As I walked into the cafeteria with two of my friends, I stared into faces that so much mirrored my own emotions: anxiety and frustration.
The forum, call S-TV Unplugged, was sponsored by the Chase Youth Commission and Our Generation. The opening remarks by Spokesman-Review cartoonist Milt Priggee encouraged us to share our beliefs and opinions with adults. He pointed out, also, that people have two ears and one mouth, so people would be better off if they listened twice as much as they talked.
With that in mind, we broke up into groups to discuss education, diversity, entertainment, crime and family life. After lively discussions, the five groups shared the problems and solutions they each came up with.
Teenagers are searching for acceptance and attention. They feel no one understands them. A basic problem is that kids feel rejected by their parents, because many parents are too busy to really listen to their children. Many of the teens thought that parents don’t set boundaries or provide a moral background for their kids.
Communication was a hot topic. The group agreed kids should communicate with their parents and the parents should take the time to listen. My mom once told me if I ever needed to talk, just ask. She said no one in my life would love me as much as my mom and dad. When parents and kids have respect for one another, they will break the barrier of silence.

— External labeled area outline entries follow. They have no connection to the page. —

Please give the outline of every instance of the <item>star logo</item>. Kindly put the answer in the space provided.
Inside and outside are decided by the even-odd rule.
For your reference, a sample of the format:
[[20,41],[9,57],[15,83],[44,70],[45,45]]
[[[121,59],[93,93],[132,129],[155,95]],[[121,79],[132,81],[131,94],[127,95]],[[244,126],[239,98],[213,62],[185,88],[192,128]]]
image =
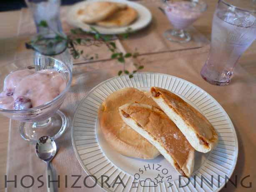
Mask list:
[[156,177],[155,178],[155,179],[156,180],[156,182],[157,182],[156,183],[160,183],[160,182],[162,183],[163,179],[163,177],[161,177],[159,174],[157,176],[157,177]]

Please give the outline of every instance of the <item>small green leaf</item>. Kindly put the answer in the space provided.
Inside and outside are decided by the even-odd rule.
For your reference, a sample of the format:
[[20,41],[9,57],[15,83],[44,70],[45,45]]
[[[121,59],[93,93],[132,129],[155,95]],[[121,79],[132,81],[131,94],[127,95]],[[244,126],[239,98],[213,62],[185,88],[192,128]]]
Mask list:
[[48,27],[47,22],[45,20],[42,20],[40,21],[40,22],[38,24],[38,27]]
[[125,55],[124,56],[125,57],[129,57],[131,56],[132,56],[132,54],[131,53],[130,53],[129,52],[128,52],[127,53],[126,53]]
[[115,43],[114,42],[110,42],[109,44],[112,45],[112,47],[113,47],[114,49],[115,49],[116,48],[116,47],[115,46]]
[[108,41],[109,41],[109,39],[107,37],[104,36],[103,37],[103,38],[104,40],[106,42],[108,42]]
[[97,30],[94,28],[92,26],[90,26],[90,29],[92,30],[93,31],[95,31],[95,32],[99,32]]
[[62,41],[63,38],[61,36],[58,35],[55,36],[55,41]]
[[78,44],[81,45],[81,39],[76,39],[75,40]]
[[113,59],[114,58],[115,58],[118,55],[118,53],[113,53],[111,56],[111,57],[112,59]]
[[131,30],[132,30],[132,28],[131,28],[131,27],[128,27],[128,28],[127,28],[127,29],[125,30],[125,31],[126,31],[126,32],[130,32],[131,31]]
[[71,32],[74,34],[77,34],[77,32],[76,32],[76,30],[75,30],[75,29],[71,29],[70,30],[70,31],[71,31]]
[[127,39],[127,38],[128,38],[128,36],[129,36],[129,35],[128,35],[128,34],[124,34],[124,35],[123,35],[123,38],[124,39]]
[[95,34],[95,38],[98,40],[100,38],[100,34],[98,32]]
[[136,58],[137,56],[139,55],[139,53],[138,52],[135,52],[133,53],[133,58]]
[[118,59],[118,61],[122,63],[124,63],[124,59],[123,57],[119,57]]

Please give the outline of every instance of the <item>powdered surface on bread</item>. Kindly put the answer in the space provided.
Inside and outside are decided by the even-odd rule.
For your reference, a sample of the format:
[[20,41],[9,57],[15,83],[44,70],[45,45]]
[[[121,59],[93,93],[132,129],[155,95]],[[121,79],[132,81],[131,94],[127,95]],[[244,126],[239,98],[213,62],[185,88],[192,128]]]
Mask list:
[[93,23],[110,17],[125,4],[107,1],[97,1],[82,6],[77,12],[78,19],[87,23]]
[[[136,103],[124,105],[119,107],[119,110],[125,122],[126,119],[136,122],[132,126],[133,128],[138,130],[140,127],[142,130],[146,131],[149,135],[143,133],[144,137],[151,136],[153,138],[151,142],[155,146],[158,146],[158,149],[170,163],[175,164],[171,158],[174,159],[185,175],[190,175],[194,167],[194,149],[175,124],[162,110],[150,105]],[[125,118],[127,115],[124,115],[123,112],[129,116]],[[138,132],[141,132],[139,130]],[[165,150],[162,150],[162,148]],[[173,165],[177,169],[176,165]]]
[[98,111],[100,129],[111,147],[119,153],[144,159],[158,156],[158,150],[147,140],[127,125],[122,120],[118,107],[129,102],[138,102],[156,107],[150,93],[132,87],[126,87],[110,94]]
[[152,87],[151,92],[154,100],[176,123],[196,150],[207,152],[216,146],[218,142],[216,131],[203,115],[170,91]]

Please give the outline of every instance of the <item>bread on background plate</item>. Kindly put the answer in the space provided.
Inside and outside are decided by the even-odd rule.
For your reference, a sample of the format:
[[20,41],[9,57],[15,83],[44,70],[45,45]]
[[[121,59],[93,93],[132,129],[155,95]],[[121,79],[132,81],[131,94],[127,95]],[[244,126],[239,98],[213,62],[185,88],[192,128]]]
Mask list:
[[151,90],[152,97],[171,119],[194,148],[206,153],[218,142],[214,127],[200,112],[174,93],[156,87]]
[[82,6],[77,12],[79,20],[86,23],[93,23],[103,20],[116,11],[125,9],[127,5],[107,1],[92,2]]
[[128,7],[117,11],[112,15],[96,24],[106,28],[122,27],[129,25],[137,17],[138,12],[135,9]]
[[118,108],[125,103],[138,102],[157,107],[149,92],[125,87],[110,94],[98,110],[100,129],[107,142],[118,152],[129,157],[151,159],[160,153],[149,142],[127,125]]
[[162,110],[148,105],[127,103],[119,107],[119,112],[123,120],[156,147],[178,173],[190,176],[195,150]]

Education was also a hot topic among the teens. Some people felt much of school was a waste of time and that school officials need to take a look at the 200-year-old system and revamp it. Then someone said they wish they had the option to take more diverse classes and languages, and this comment got loud applause.
People said schools should be more specialized; no one wants to spend a lot of time doing something they hate. A large majority agreed they wish teachers would apply what they’re learning to the real world. Many kids are not able to take the classes they want, but are required to take classes (like P.E.) that are “wasting time that would be better spent taking classes we really need.”
A group complaint was that there are no clubs in the Spokane area where kids can participate in open-minded activities. A suggestion was made that entertainment should be less expensive because teens are usually short on cash.
By giving us something to do, one teen said, the community will get something back in return: less crime and fewer kids on the street.
Kids say there is not enough security in the schools; they feel afraid.
Another point: Only a minority of kids are committing crimes, but all kids take the blame.
A comment was made that kids should take advantage of their own situations, like trying to solve problems without violence. After someone said teachers don’t respect us, a suggestion was made that in order to get respect, you have to give respect.
Finally, everyone agreed that teens need to be listened to and taken seriously.
When I walked in the door, I didn’t know what to expect. By the time I left, I had made several new friends. I felt better about myself and I realized I am not the only one who feels teens are not understood or respected. We all have potential to become great people. All we need is for adults to recognize our personal strengths and weaknesses.
I just have one more question: When is the next get-together?